In recent years, scientists have increasingly relied on using mitochondrial DNA to make comparisons among mammals and thereby link those that are related on the evolutionary tree.

But Killian said that mitochondrial DNA provides misleading results for a variety of reasons. Most importantly, it requires more human input to decide which information is fed to the computer, thereby raising the risk of human bias. In fact, when the data were given to three different laboratories for analysis, they generated three different family trees, Killian said.

Secondly, the \"bootstrap value\" - a measure of the relatedness of genes -- which the computer assigns to the accuracy of its predictions has been quite low in mitochondrial studies on mammalian associations, hovering between 40 percent and 60 percent.

In contrast, the Duke study generated 97 percent to 100 percent bootstrap support in its nuclear gene comparisons of animals representing all three mammalian groups. Mammals they studied included the platypus, echidna, opossum, wallaby, hedgehog, mouse, rat, rabbit, cow, pig, bat, tree shrew, colugo, ringtail lemur and humans.

\"This is the first molecular evolutionary study that seriously and powerfully says the paleontologists have been right all along in grouping mammals the way they did,\" said Killian. \"It turns out that common sense is correct.\"

The Duke scientists realized the power of using large nuclear genes for molecular evolutionary studies when they were sequencing a gene called the insulin-like growth factor II receptor (IGF2R) to determine its evolutionary history in relation to cellular growth and mammalian overgrowth in cloned animals. Killian said this gene is especially amenable to evolutionary research because it is very large; it is shared by all mammals and is even present in fish and mollusks; and it provides critical information on the evolution of a genetic phenomenon called imprinting. Thus, it provides considerable amounts of statistically meaningful data for determining the evolutionary relationship between mammals.
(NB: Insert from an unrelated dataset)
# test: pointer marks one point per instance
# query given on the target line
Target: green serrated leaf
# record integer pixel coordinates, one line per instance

\"Using prominent genes like IGF2R to classify mammals has allowed us to close the Theria versus Marsupionta debate once and for all,\" Killian said.

Other researchers on the paper include former Duke Research Fellow Thomas R. Buckley and Niall Stewart and Barry L. Munday of the School of Aquaculture at the University of Tasmania, Australia.

The study was funded by grants from the National Institutes of Health, Department of Defense, Sumitomo Chemical Company Ltd. and AstraZeneca Pharmaceuticals Ltd.